Marwood (Mistress), jilted by Fainall, and soured against the whole male sex. She says, “I have done hating those vipers—men, and am now come to despise them;” but she thinks of marrying to keep her husband “on the rack of fear and jealousy.”—W. Congreve, The Way of the World (1700).

Mary, the pretty housemaid of the worshipful, the mayor of Ipswich (Nupkins). When Arabella Allen marries Mr. Winkle, Mary enters her service; but eventually marries Sam Weller, and lives at Dulwich, as Mr. Pickwick’s housekeeper.—C. Dickens, The Pickwick Papers (1836).

Mary, niece of Valentine, and his sister Alice. In love with Mons. Thomas.—Beaumont and Fletcher, Mons. Thomas (1619).

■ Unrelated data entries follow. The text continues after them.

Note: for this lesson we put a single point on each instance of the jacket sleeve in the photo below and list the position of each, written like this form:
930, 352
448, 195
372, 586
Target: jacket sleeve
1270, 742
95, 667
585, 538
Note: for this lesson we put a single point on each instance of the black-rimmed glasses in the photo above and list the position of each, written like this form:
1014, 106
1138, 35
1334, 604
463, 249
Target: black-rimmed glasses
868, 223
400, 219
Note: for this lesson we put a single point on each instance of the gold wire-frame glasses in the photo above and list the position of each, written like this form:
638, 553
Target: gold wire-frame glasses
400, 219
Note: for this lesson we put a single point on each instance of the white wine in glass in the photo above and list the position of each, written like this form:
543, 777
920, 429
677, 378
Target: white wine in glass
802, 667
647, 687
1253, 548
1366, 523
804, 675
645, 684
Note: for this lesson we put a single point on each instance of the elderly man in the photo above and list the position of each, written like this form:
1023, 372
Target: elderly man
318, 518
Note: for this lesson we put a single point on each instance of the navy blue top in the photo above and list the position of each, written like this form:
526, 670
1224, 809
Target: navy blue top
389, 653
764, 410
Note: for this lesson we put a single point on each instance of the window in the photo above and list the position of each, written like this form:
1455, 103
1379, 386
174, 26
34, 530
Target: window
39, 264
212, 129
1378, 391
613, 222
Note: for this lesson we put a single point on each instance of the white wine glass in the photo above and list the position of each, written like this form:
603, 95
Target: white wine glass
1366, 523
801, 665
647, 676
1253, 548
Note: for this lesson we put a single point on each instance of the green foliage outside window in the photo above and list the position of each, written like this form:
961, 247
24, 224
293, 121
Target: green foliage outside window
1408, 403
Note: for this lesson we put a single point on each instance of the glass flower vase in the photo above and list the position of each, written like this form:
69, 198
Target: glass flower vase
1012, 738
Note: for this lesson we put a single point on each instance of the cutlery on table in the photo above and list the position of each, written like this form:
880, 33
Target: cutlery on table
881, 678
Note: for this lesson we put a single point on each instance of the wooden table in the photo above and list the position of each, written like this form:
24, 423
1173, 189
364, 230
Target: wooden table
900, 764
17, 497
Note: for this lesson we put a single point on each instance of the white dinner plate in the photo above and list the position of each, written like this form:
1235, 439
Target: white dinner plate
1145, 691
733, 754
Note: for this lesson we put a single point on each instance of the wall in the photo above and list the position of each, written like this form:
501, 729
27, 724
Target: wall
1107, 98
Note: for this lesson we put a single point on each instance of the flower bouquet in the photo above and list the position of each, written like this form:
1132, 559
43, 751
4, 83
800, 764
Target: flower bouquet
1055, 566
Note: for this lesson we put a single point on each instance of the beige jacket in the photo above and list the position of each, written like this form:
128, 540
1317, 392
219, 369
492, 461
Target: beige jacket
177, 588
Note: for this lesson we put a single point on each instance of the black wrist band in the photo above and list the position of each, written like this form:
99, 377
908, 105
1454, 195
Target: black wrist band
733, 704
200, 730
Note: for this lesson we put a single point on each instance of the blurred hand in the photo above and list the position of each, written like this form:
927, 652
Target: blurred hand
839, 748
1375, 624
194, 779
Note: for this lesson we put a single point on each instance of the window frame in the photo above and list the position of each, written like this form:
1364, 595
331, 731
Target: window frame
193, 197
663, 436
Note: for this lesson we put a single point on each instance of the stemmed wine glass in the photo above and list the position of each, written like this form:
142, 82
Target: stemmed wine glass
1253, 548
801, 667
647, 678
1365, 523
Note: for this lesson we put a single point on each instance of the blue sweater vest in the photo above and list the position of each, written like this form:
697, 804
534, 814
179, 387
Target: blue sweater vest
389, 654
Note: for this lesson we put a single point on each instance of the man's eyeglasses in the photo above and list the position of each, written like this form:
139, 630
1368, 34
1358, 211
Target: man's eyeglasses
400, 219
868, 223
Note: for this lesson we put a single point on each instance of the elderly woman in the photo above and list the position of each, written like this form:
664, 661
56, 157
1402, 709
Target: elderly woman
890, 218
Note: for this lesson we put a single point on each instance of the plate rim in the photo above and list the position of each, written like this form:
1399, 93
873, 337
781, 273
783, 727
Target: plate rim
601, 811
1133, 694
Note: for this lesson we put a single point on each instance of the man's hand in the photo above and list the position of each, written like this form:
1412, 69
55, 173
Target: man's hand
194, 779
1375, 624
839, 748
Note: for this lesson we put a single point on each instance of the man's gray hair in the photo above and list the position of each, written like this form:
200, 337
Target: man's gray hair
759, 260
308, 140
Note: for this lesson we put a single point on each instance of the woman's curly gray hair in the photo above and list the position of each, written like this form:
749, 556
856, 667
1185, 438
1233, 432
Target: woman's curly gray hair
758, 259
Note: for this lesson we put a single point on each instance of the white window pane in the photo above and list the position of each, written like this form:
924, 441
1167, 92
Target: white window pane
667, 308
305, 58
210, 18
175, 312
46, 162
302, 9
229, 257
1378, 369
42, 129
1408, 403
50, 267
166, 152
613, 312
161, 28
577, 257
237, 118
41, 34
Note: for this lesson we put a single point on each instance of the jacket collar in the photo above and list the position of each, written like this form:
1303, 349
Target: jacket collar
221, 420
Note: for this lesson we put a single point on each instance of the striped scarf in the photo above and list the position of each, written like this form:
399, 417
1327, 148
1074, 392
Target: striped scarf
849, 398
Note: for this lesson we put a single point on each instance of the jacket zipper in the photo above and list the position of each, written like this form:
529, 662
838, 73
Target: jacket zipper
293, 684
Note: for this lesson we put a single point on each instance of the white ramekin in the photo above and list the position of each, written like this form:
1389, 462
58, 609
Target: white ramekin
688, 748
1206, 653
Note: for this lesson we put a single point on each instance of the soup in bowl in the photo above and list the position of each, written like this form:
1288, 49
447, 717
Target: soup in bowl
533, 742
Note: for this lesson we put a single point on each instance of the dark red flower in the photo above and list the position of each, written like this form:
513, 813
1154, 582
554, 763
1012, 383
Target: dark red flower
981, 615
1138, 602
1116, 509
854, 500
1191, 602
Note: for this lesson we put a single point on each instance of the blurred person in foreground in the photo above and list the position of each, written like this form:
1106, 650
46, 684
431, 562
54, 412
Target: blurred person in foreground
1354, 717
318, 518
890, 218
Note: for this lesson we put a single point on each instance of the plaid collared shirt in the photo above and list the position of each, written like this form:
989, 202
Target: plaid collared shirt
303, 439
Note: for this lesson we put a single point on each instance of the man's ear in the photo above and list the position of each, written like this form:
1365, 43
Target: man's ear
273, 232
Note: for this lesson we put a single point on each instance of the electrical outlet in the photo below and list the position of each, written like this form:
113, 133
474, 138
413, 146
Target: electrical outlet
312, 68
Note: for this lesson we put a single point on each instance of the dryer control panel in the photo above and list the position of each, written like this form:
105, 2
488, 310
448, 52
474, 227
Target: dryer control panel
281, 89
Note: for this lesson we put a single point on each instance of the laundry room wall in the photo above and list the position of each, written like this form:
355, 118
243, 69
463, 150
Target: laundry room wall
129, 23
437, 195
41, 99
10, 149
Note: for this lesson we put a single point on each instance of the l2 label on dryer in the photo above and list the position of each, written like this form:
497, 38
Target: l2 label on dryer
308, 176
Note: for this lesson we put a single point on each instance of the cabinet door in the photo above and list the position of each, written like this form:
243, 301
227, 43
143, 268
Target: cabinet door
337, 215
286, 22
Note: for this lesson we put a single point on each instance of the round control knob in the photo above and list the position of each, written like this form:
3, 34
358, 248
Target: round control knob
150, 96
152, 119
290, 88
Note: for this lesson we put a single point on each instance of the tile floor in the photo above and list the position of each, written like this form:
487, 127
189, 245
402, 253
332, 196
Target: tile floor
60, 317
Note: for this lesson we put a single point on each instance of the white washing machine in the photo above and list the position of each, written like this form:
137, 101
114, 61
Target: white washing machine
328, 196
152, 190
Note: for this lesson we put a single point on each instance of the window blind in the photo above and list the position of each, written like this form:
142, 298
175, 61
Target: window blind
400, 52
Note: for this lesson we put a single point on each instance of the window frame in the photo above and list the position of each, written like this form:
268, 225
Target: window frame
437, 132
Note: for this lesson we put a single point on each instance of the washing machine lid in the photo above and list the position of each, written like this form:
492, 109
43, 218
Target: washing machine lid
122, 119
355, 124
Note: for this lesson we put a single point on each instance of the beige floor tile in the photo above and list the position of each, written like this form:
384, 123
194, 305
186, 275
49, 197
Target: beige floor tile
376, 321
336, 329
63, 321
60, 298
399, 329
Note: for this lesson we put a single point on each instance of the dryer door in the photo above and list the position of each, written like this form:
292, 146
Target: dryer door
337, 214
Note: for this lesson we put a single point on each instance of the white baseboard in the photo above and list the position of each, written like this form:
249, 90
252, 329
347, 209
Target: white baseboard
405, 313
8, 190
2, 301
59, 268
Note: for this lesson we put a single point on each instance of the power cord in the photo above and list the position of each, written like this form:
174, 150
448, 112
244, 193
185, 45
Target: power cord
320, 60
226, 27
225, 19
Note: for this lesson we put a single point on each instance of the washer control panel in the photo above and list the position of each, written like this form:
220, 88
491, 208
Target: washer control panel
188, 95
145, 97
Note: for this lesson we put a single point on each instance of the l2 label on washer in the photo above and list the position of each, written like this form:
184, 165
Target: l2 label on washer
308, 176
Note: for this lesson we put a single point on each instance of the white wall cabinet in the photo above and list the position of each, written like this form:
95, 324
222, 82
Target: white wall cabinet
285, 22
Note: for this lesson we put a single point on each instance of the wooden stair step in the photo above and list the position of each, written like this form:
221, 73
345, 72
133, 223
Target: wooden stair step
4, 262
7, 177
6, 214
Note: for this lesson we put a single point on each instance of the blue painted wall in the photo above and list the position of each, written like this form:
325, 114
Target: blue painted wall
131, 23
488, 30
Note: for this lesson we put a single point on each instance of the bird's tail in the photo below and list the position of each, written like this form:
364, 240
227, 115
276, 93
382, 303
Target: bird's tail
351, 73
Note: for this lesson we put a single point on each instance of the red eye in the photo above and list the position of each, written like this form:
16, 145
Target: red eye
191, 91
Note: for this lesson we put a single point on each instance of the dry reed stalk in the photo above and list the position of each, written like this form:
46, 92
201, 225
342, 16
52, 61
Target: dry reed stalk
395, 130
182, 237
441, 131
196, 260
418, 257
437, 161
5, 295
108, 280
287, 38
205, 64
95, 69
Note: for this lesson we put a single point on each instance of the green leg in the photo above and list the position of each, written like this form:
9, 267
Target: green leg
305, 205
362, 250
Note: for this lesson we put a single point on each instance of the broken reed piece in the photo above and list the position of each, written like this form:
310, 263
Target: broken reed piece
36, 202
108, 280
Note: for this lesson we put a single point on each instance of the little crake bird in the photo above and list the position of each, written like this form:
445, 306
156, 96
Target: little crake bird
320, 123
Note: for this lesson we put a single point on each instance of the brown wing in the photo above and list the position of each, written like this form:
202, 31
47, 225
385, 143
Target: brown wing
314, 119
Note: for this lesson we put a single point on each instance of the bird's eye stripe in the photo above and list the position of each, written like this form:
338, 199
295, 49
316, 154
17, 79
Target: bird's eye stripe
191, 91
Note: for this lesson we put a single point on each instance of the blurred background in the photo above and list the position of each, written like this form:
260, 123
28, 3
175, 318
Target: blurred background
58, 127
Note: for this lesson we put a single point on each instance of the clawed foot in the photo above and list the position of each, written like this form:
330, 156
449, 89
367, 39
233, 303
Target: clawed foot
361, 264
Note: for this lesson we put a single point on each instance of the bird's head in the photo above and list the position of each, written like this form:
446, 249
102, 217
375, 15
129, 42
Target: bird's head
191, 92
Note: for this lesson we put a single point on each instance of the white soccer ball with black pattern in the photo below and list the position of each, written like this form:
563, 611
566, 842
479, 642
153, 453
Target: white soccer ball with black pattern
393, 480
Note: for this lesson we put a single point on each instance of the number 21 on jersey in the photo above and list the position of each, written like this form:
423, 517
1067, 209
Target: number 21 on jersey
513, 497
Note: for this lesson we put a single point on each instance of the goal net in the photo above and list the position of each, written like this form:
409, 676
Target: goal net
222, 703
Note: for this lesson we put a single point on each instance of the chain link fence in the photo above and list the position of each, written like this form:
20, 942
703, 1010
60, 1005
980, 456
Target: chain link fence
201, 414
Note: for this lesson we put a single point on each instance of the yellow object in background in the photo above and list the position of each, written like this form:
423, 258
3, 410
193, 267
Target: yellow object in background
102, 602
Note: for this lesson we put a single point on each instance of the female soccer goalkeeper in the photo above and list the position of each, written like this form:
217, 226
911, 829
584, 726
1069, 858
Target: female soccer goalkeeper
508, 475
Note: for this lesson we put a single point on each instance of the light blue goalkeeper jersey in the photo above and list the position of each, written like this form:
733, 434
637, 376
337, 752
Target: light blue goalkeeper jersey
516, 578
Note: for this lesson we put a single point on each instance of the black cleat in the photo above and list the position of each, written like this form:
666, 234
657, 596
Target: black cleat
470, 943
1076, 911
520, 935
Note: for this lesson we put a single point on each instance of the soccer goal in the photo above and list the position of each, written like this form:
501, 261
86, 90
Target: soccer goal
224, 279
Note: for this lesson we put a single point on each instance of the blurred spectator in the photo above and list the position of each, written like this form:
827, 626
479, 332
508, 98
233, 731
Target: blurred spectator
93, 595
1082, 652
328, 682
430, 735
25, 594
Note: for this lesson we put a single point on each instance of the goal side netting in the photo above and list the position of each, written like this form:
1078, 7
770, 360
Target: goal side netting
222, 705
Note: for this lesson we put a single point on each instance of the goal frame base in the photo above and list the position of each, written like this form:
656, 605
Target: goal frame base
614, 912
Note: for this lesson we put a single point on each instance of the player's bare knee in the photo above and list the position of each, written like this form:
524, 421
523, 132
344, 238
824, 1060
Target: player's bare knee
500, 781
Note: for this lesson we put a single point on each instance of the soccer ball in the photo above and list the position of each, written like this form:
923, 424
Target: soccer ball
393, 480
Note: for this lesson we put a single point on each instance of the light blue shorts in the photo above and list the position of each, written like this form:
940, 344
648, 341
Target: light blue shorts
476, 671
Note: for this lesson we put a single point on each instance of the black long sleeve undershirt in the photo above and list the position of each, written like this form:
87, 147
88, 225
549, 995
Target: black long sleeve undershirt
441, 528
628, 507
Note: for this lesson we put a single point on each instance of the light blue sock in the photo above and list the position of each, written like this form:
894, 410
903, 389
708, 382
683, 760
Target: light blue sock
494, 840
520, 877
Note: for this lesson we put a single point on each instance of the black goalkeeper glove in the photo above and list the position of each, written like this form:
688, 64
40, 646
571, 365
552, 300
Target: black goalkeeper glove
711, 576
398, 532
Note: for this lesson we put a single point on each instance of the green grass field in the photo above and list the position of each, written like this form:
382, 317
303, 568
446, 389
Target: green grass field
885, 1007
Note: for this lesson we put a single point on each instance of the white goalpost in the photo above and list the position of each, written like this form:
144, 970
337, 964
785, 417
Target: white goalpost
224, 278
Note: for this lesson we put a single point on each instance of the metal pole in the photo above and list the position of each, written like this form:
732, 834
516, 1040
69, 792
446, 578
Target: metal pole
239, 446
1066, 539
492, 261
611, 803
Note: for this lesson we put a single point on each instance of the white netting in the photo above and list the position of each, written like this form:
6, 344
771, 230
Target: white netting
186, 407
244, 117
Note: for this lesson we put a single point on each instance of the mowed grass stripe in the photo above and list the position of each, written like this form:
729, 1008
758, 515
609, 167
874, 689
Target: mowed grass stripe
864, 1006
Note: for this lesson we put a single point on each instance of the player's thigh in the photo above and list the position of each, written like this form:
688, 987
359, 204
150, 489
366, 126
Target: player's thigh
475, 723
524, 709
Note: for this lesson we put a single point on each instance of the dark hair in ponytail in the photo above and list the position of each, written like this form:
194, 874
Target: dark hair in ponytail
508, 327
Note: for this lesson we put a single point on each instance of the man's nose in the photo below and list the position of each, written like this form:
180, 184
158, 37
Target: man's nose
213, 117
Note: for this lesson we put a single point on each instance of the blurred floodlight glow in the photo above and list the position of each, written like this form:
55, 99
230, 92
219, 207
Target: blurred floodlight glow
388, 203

Mary. The queen’s Marys, four young ladies of quality, of the same age as Mary, afterwards “queen of Scots.” They embarked with her in 1548, on board the French galleys, and were destined to be her playmates in childhood, and her companions when she grew up. Their names were Mary Beaton (or Bethune), Mary Livingston (or Leuison), Mary Fleming (or Flemyng), and Mary Seaton (Seton or Seyton).

*** Mary Carmichael has no place in authentic history, although an old ballad says:

Yestrien the queen had four Marys;
This night she’ll hae but three:
There was Mary Beaton, and Mary Seaton,
And Mary Carmichael, and me.

*** One of Whyte Melville’s novels is called The Queen’s Marys.

Mary Anne, a slang name for the guillotine; also called L’abbaye de monte-à-regret (“the mountain of mournful ascent”). (See Marianne.)

Mary Anne, a generic name for a secret republican society in France. See Marianne.)—B. Disraeli, Lothair.

Mary Anne was the red-name for the republic years ago, and there always was a sort of myth that these secret societies had been founded by a woman.